Vient alors un petit bijou « Le petit dégoût ». Cette chanson destinée aux jeunes filles pour leur faire comprendre quelques mystères de la libido masculine. C’est dit avec pudeur, humour et je m’en foutisme. Bref “c’est classieux” comme disait Monsieur Serge Gainsbourg.

« Si un jour la vie nous sépare » est amené par une très belle intro de piano qui place la voix du chanteur sur une voie royale. C’est encore un peu tarte mais chanté sans chiqué. Et quel pianiste nom de Zeus ! Chaque note pèse, compte. Quelle chance pour ce chanteur d’avoir un tel accompagnateur !

Le pianiste s’en va.

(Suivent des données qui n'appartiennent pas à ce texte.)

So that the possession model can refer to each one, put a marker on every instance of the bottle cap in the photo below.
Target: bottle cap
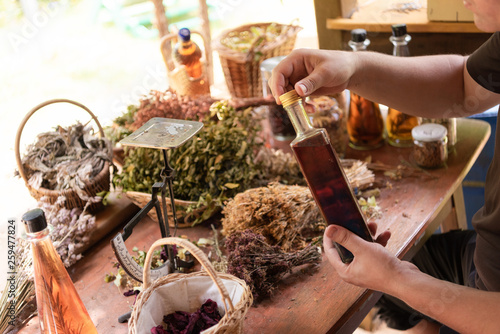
(34, 221)
(185, 34)
(358, 35)
(399, 30)
(429, 132)
(289, 98)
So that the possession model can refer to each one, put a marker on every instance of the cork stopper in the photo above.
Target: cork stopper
(289, 98)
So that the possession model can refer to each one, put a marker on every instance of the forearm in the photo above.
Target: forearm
(429, 86)
(464, 309)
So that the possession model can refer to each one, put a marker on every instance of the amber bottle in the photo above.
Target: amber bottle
(398, 124)
(60, 309)
(188, 53)
(365, 124)
(325, 177)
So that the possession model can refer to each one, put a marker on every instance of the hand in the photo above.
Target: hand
(312, 71)
(373, 267)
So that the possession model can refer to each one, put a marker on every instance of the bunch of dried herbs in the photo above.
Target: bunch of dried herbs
(262, 266)
(68, 158)
(286, 216)
(212, 167)
(181, 322)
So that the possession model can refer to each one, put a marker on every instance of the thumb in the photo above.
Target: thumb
(344, 237)
(309, 84)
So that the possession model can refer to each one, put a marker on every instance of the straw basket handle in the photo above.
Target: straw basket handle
(199, 255)
(167, 56)
(27, 117)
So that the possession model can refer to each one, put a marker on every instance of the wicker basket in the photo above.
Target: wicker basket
(100, 183)
(242, 70)
(184, 219)
(178, 78)
(162, 296)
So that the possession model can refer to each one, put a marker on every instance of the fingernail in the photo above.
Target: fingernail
(303, 88)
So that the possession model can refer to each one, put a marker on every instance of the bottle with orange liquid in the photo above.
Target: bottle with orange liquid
(188, 53)
(325, 177)
(60, 309)
(398, 124)
(365, 124)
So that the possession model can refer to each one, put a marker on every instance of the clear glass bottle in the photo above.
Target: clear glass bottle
(398, 124)
(365, 124)
(188, 53)
(60, 309)
(324, 175)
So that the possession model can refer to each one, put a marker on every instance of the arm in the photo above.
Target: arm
(429, 86)
(464, 309)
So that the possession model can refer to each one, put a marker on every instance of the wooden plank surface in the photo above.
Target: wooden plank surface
(308, 301)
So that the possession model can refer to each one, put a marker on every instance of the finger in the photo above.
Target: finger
(372, 227)
(330, 249)
(383, 238)
(345, 238)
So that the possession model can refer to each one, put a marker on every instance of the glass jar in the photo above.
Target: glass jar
(324, 112)
(430, 145)
(450, 124)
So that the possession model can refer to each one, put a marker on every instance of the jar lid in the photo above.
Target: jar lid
(429, 132)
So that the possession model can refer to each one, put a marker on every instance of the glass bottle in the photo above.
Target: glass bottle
(324, 175)
(60, 309)
(365, 124)
(188, 53)
(398, 124)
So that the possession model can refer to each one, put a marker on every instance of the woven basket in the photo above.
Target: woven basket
(101, 181)
(242, 70)
(184, 219)
(162, 296)
(178, 78)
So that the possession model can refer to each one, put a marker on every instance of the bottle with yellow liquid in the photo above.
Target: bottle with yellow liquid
(365, 124)
(398, 124)
(188, 53)
(60, 309)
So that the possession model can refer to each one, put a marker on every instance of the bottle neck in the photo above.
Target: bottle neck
(359, 46)
(299, 118)
(400, 43)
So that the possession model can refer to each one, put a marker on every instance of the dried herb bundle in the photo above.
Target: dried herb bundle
(261, 265)
(285, 215)
(210, 168)
(68, 158)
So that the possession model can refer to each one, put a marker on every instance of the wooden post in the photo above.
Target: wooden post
(205, 30)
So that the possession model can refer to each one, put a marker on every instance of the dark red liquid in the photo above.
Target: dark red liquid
(329, 186)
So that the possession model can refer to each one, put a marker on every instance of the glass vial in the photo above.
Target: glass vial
(324, 175)
(188, 53)
(60, 309)
(430, 145)
(365, 124)
(398, 124)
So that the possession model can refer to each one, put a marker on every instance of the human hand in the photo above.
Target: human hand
(312, 71)
(373, 267)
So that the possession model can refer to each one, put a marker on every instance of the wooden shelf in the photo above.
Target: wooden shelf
(377, 16)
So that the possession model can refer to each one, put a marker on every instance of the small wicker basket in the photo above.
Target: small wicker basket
(242, 70)
(162, 296)
(101, 181)
(178, 78)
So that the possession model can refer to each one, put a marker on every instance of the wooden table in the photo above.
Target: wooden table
(312, 301)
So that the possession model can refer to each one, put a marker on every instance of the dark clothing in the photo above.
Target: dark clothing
(470, 258)
(484, 67)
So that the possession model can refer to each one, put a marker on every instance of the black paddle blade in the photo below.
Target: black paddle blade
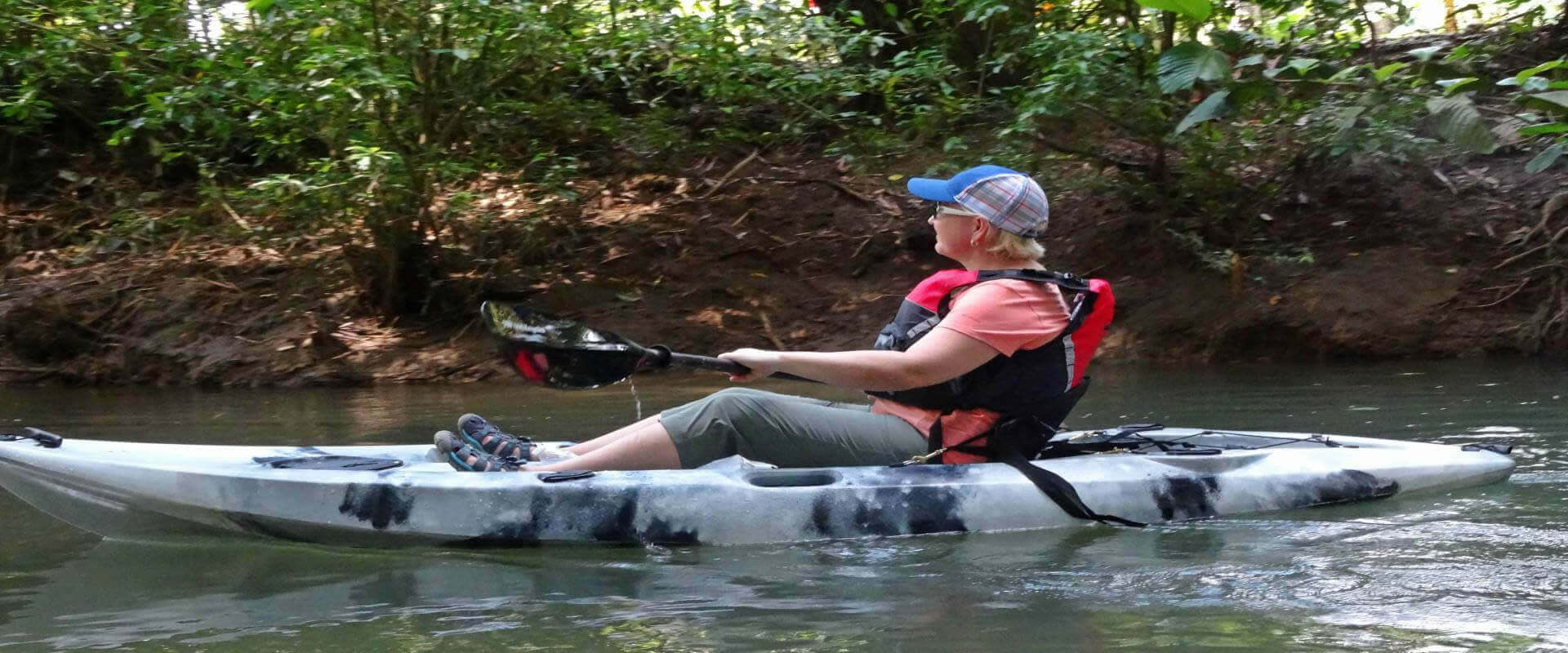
(560, 353)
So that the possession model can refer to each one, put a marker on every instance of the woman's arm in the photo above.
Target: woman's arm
(940, 356)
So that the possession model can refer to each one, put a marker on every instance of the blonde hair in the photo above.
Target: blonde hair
(1015, 247)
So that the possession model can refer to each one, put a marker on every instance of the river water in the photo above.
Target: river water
(1471, 571)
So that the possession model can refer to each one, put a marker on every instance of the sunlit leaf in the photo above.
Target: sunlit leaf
(1348, 74)
(1545, 158)
(1457, 121)
(1388, 71)
(1549, 127)
(1191, 61)
(1529, 73)
(1455, 85)
(1196, 10)
(1209, 109)
(1302, 64)
(1552, 100)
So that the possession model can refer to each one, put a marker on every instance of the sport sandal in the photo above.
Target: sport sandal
(465, 458)
(491, 439)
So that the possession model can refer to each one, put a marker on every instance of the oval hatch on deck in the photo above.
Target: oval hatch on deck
(792, 478)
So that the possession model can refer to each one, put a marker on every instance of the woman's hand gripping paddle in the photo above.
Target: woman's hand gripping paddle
(564, 354)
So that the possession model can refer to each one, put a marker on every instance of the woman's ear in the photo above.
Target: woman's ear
(980, 232)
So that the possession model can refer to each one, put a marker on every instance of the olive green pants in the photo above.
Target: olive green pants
(787, 431)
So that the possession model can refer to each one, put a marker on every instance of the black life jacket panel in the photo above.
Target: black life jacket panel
(1013, 385)
(1032, 390)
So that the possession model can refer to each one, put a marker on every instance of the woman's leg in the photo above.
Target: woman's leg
(784, 429)
(582, 448)
(644, 445)
(787, 431)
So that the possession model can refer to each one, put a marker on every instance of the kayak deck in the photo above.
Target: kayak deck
(148, 491)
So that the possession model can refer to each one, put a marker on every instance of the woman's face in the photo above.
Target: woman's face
(956, 229)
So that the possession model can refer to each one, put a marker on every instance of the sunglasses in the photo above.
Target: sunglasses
(944, 211)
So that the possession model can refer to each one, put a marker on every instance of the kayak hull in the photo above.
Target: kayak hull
(145, 491)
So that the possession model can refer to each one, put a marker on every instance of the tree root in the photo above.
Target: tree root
(1545, 282)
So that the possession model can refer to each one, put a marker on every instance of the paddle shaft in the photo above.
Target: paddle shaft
(707, 362)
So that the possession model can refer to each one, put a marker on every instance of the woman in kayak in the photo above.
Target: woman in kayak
(985, 218)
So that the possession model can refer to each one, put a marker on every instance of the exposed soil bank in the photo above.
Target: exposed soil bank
(791, 252)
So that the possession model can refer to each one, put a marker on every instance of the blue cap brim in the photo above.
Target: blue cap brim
(933, 190)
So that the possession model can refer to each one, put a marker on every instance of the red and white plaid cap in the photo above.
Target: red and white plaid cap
(1005, 198)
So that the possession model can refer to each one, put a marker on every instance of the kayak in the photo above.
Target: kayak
(408, 497)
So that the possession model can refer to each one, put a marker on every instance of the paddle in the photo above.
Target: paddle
(568, 356)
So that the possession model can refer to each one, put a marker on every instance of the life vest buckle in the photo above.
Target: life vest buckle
(921, 460)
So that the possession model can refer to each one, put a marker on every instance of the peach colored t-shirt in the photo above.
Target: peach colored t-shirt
(1007, 315)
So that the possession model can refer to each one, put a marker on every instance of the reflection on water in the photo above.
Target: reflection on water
(1482, 569)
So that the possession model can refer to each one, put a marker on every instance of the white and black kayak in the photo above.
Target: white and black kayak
(405, 495)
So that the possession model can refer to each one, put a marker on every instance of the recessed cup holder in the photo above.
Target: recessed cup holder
(794, 478)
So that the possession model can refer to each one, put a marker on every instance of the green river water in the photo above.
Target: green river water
(1472, 571)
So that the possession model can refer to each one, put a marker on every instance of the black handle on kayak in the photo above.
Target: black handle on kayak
(44, 438)
(664, 358)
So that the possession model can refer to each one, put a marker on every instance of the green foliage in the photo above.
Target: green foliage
(356, 118)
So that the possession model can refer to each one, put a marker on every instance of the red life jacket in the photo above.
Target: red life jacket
(1032, 390)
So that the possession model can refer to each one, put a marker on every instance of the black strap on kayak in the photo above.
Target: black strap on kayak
(332, 462)
(44, 438)
(1058, 489)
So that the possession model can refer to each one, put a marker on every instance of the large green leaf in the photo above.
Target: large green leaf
(1209, 109)
(1552, 100)
(1545, 158)
(1549, 127)
(1459, 122)
(1539, 69)
(1191, 61)
(1196, 10)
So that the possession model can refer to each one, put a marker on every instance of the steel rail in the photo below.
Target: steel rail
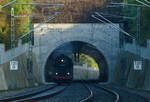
(43, 95)
(87, 99)
(143, 3)
(122, 4)
(8, 4)
(26, 94)
(110, 91)
(116, 16)
(147, 1)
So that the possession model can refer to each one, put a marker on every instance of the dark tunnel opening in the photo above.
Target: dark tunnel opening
(76, 48)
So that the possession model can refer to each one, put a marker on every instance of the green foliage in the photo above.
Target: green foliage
(132, 24)
(21, 24)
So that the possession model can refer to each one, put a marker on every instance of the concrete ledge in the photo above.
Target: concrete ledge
(3, 85)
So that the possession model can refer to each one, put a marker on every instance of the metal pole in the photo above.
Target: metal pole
(138, 30)
(12, 28)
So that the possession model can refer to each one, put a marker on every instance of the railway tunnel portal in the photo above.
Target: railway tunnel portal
(99, 41)
(80, 53)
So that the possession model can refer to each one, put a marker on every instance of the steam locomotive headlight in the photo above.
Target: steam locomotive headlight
(68, 73)
(62, 60)
(56, 73)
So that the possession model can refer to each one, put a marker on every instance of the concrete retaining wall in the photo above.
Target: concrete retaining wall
(15, 79)
(85, 73)
(126, 75)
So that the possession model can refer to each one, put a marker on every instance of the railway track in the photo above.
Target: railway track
(93, 97)
(34, 95)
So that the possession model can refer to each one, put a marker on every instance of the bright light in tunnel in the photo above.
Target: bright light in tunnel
(62, 60)
(68, 73)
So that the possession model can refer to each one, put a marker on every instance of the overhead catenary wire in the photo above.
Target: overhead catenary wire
(113, 25)
(8, 4)
(147, 1)
(49, 19)
(44, 4)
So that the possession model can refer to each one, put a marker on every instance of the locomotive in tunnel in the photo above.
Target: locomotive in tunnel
(62, 68)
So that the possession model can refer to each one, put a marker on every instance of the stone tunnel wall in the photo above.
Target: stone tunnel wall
(50, 36)
(125, 75)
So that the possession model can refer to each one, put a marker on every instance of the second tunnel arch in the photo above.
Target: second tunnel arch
(71, 47)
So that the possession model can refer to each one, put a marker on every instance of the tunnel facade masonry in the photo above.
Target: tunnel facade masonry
(50, 36)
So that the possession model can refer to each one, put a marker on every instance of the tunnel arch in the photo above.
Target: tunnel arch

Le guitariste revient. La chanteuse arrive et Antoine se met au piano.

La première chanson porte sur la séduction féminine. La chanteuse se transforme en vamp qui met tous les hommes à ses pieds. Elle le fait avec grâce et humour. Cette chanson-là a un potentiel tubesque.

Vient alors ma chanson préférée d’Antoine Herzog « Jamais je ne t’ai dit je t’aime » un texte romantique, pas en toc sur un air funky, princier même.. Ca c’est un vrai tube en puissance. Il suffirait qu’un programmateur de la bande FM la passe en boucle pour que ça se vende comme des petits pains. Chanté par une si belle demoiselle c’est troublant, indéniablement.

Le pianiste est revenu pour jouer funky sur une nouvelle chanson d’amour. Des statisticiens prétendent que 95% des chansons déposées dans les sociétés d’auteurs musicaux parlent d’amour. Celle ci a une fin ironique. Lorsque la demoiselle rappelle, le garçon est déjà passé à une autre. Trop tard !

Trop tard aussi pour moi. Je n’ai pas assisté à la fin du concert. Mais je continuerai à suivre Antoine Herzog et son pianiste Nicolas Sergio qui ne sait ni nouer une cravate ni sourire mais qui sait diablement bien jouer du piano.